Mease PJ, Gladman DD, Davenport EK, Zhou X, Guerette B, Teng L, Kaura S, Nash P. Improvements in work productivity with up to 104 weeks of apremilast monotherapy: results from a phase 3b, randomized, controlled study in biologic-naive subjects with active psoriatic arthritis. Poster presented at the 2017 ACR/ARHP Annual Meeting; November 5, 2017. San Diego, CA.

BACKGROUND/PURPOSE: Patients with active psoriatic arthritis (PsA) may experience disease manifestations across multiple domains, as well as impaired functioning in daily activities at home and at work. ACTIVE, a phase 3b study, is evaluating the efficacy of apremilast (APR) monotherapy in biologic-naïve subjects with PsA who may have had exposure to 1 prior conventional disease-modifying anti-rheumatic drug. The ACTIVE work productivity findings through Week 104 are reported.

METHODS: Subjects were randomized (1:1) to receive APR 30 mg BID or placebo. Subjects who did not improve at least 10% in both swollen and tender joint counts at Week 16 were eligible for early escape. At Week 24, all remaining placebo subjects were switched to APR. Work productivity and activity impairment were assessed at baseline and Week 16 using the 6-item, self-administered Work Productivity and Activity Impairment Questionnaire: Psoriatic Arthritis (WPAI:PsA). The WPAI:PsA includes 4 subscale scores: Absenteeism, Presenteeism, Work Productivity Loss, and Activity Impairment; subscale scores each range from 0% to 100%, with higher scores indicating greater impairment. Work-related subscales were evaluated only among employed subjects, while activity impairment was evaluated among all subjects, regardless of employment. Correlations were examined at Week 16 between WPAI:PsA subscale scores and selected 36-item Short-Form Health Survey version 2 (SF-36v2) domain scores (i.e., Physical Functioning [PF], Bodily Pain [Pain], and Vitality [VIT]). Improvement in work productivity was assessed through Week 104.
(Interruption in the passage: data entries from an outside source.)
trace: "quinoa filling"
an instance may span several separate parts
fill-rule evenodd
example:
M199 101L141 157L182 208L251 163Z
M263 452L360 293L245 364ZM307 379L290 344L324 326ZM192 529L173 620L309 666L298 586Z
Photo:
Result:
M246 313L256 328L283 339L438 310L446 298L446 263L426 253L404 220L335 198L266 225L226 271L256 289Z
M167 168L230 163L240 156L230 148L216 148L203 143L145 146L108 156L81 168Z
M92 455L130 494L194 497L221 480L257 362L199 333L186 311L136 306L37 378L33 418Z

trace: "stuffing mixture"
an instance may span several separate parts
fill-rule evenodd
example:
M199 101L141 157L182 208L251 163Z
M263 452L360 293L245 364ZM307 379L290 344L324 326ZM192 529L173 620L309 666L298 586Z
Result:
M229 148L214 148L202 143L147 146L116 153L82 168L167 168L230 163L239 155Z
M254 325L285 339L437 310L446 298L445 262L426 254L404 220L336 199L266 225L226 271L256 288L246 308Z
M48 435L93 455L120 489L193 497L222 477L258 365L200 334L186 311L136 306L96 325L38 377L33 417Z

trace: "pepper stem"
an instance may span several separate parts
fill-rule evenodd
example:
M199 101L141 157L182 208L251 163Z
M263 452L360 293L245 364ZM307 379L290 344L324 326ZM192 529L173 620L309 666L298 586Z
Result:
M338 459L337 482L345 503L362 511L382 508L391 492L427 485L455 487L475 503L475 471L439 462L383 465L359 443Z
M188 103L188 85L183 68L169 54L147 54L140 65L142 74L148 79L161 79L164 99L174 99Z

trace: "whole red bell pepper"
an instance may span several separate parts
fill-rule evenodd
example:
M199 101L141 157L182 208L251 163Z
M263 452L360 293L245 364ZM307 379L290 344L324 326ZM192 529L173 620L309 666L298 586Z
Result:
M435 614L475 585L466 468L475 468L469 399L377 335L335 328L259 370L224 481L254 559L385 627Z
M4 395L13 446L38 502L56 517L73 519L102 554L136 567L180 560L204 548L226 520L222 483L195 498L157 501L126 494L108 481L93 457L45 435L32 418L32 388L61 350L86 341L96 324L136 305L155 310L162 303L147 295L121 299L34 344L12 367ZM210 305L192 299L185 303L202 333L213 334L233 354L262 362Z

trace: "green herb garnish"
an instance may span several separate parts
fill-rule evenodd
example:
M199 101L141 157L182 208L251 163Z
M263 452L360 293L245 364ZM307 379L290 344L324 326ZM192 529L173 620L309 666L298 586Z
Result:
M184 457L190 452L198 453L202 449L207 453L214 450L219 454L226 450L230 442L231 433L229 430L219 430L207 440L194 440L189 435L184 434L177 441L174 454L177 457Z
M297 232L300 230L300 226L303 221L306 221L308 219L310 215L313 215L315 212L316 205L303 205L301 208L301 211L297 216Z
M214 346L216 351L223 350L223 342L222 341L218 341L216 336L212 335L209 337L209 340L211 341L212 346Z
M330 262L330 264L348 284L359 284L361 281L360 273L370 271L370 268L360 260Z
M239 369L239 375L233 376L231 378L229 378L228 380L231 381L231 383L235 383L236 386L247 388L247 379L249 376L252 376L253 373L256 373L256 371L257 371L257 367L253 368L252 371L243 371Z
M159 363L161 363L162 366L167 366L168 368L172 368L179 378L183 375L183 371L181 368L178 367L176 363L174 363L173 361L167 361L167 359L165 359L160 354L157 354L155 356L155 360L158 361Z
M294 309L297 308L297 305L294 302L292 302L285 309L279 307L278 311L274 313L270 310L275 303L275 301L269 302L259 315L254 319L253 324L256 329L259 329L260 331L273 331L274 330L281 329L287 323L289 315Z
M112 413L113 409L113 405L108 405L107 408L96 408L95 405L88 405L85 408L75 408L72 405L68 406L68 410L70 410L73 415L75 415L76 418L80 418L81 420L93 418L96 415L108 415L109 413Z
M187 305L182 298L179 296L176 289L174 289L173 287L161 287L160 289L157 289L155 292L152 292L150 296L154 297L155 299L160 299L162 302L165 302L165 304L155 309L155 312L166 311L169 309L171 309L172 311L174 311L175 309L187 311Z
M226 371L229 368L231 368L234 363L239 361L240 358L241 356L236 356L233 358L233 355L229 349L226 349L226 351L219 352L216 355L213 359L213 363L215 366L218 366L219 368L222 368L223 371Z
Baseline characteristics were similar between the APR and placebo subjects with WPAI:PsA scores included in the current analysis. At Week 16, APR significantly improved work productivity and the ability to carry out daily activities compared with placebo, with significantly greater mean improvements observed in the overall Work Productivity Loss score (P=0.001) and Activity Impairment score (P<0.001) (Table). Estimated mean change in the Absenteeism score was similar with APR vs. placebo (P=0.679). By contrast, the Presenteeism score showed significant improvement with APR vs. worsening with placebo (−10.8% vs. 4.1%; P=0.002). At Week 16, statistically significant correlations were observed between WPAI:PsA subscale scores (except Absenteeism) and SF-36v2 domain scores (i.e., PF, Pain, and VIT). Among subjects randomized to receive APR at baseline, Week 16 WPAI:PsA subscale score improvements were generally maintained through Week 104.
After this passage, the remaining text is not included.